For a SAC+HER task obs_groups has three entries — e.g. observation (start: 0), achieved_goal (start: 35), desired_goal (start: 38) — and obs_dim is their sum.

Deployment-side usage

import torch
m = torch.jit.load("policy.ts")
m.eval()
# raw obs in (training-side concatenation order); model applies scale/clip itself
actions = m(torch.tensor([[joint_pos_0, joint_pos_1, ..., joint_vel_0, ...]]))

For ONNX:

import onnxruntime as ort
sess = ort.InferenceSession("policy.onnx")
actions = sess.run(None, {"obs": raw_obs.astype("float32")})[0]

What's exported

The actor is extracted via a backend-specific shim and wrapped so the call shape is uniform:

  • rsl_rl: takes the actor module off the algorithm directly (alg._raw_actor, falling back to alg.actor) and uses its as_jit() export wrapper, which exposes a flat forward(obs) -> deterministic action with the learned obs normalizer baked in. Older releases that kept the actor under alg.actor_critic.actor (or only act_inference) are still supported.
  • skrl: wraps agent.policy.act and returns the deterministic mean (the mean_actions key) for GaussianMixin policies.
  • sb3: wraps model.policy._predict(obs, deterministic=True), which is uniform across PPO / A2C / SAC / TD3 / DDPG. For goal-conditioned SAC+HER policies the observation space is a Dict (observation / achieved_goal / desired_goal) and the SAC actor consumes all keys, so the wrapper takes the flat concatenation of those sub-spaces (in that order) and rebuilds the Dict before calling the policy — the exported model still has a single flat obs input, and the metadata's obs_groups records each sub-space's start / dim so deployers know the layout.

SB3's ONNX export uses the legacy TorchScript-based exporter (torch.onnx.export(..., dynamo=False)): the torch.export-based default (torch ≥ 2.9) can't trace SAC's Normal distribution construction.

Recurrent (RNN / LSTM / GRU) policy export

Setting rnn_type on an RslRlModelCfg ("lstm" or "gru") trains a recurrent policy — it is the single knob, automatically selecting rsl_rl's RNNModel:

RslRlModelCfg(rnn_type="lstm", rnn_hidden_dim=256, rnn_num_layers=1)
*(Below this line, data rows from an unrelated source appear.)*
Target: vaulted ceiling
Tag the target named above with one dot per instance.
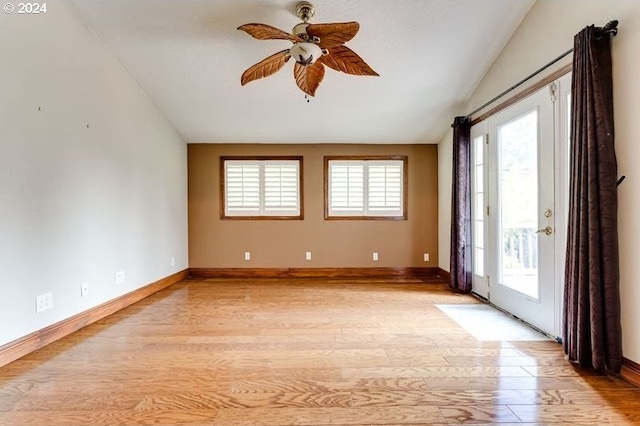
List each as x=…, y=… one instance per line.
x=188, y=56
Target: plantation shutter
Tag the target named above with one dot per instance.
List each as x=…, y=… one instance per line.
x=365, y=188
x=262, y=187
x=242, y=188
x=346, y=188
x=385, y=188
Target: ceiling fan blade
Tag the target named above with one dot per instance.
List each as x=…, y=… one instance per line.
x=332, y=35
x=343, y=59
x=266, y=67
x=309, y=77
x=267, y=32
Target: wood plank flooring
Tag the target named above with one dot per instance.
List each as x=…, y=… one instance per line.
x=302, y=352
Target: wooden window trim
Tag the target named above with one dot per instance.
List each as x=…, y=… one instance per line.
x=405, y=184
x=222, y=191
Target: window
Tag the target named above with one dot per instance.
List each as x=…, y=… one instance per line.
x=366, y=187
x=261, y=187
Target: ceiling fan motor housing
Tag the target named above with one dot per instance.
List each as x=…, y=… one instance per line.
x=305, y=53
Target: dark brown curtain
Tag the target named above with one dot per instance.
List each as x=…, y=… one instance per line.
x=592, y=332
x=460, y=265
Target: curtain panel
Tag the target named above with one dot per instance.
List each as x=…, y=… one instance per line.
x=460, y=264
x=591, y=329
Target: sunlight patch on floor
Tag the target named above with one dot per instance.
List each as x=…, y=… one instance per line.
x=486, y=323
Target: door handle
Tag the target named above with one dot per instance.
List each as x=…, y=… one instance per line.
x=548, y=230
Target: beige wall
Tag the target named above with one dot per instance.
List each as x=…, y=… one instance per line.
x=216, y=243
x=547, y=31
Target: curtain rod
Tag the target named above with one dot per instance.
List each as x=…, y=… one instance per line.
x=611, y=28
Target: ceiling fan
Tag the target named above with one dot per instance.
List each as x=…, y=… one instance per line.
x=314, y=46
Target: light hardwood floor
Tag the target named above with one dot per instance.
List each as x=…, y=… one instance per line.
x=302, y=352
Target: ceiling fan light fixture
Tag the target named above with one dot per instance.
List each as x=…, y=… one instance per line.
x=300, y=30
x=305, y=53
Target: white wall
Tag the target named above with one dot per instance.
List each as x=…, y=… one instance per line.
x=547, y=31
x=92, y=176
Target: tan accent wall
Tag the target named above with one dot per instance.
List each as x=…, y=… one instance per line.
x=216, y=243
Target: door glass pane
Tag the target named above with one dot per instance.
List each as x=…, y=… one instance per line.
x=518, y=203
x=478, y=210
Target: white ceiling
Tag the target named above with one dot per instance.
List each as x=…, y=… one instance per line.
x=188, y=56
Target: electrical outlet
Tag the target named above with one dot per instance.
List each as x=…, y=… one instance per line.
x=44, y=302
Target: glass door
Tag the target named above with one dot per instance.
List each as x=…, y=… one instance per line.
x=521, y=210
genelab export then takes the recurrent path automatically (no extra flags). The metadata gains an "is_recurrent": true field plus a "recurrent" block recording rnn_type, rnn_num_layers, rnn_hidden_dim, the hidden-state shape, and the ONNX port names.

The two formats expose the hidden state differently:

  • TorchScript keeps the hidden state inside the module, so the call shape stays the single-input MLP form forward(obs) -> actions. The module also exposes a reset() method — call it at every episode boundary to zero the hidden state. The serialized buffer is fixed at batch size 1 (one deployed robot).
import torch
m = torch.jit.load("policy.ts"); m.eval()
m.reset()                       # at the start of each episode
actions = m(raw_obs)            # raw obs in; hidden state carried internally
  • ONNX exposes the hidden state explicitly. Inputs are obs, h_in (and c_in for LSTM); outputs are actions, h_out (and c_out for LSTM), each shaped (num_layers, batch, hidden_dim). Thread the returned state back in each step and zero it on episode boundaries:
import numpy as np, onnxruntime as ort
sess = ort.InferenceSession("policy.onnx")
h = np.zeros((num_layers, 1, hidden_dim), np.float32)
c = np.zeros((num_layers, 1, hidden_dim), np.float32)   # LSTM only
actions, h, c = sess.run(None, {"obs": raw_obs, "h_in": h, "c_in": c})
# GRU: actions, h = sess.run(None, {"obs": raw_obs, "h_in": h})

Play and eval rollouts reset the hidden state automatically for environments whose episode just ended, so recurrent eval metrics are unbiased.

Limitations

  • The exported model does not apply observation noise from ObservationTermCfg.noise; noise is part of training only.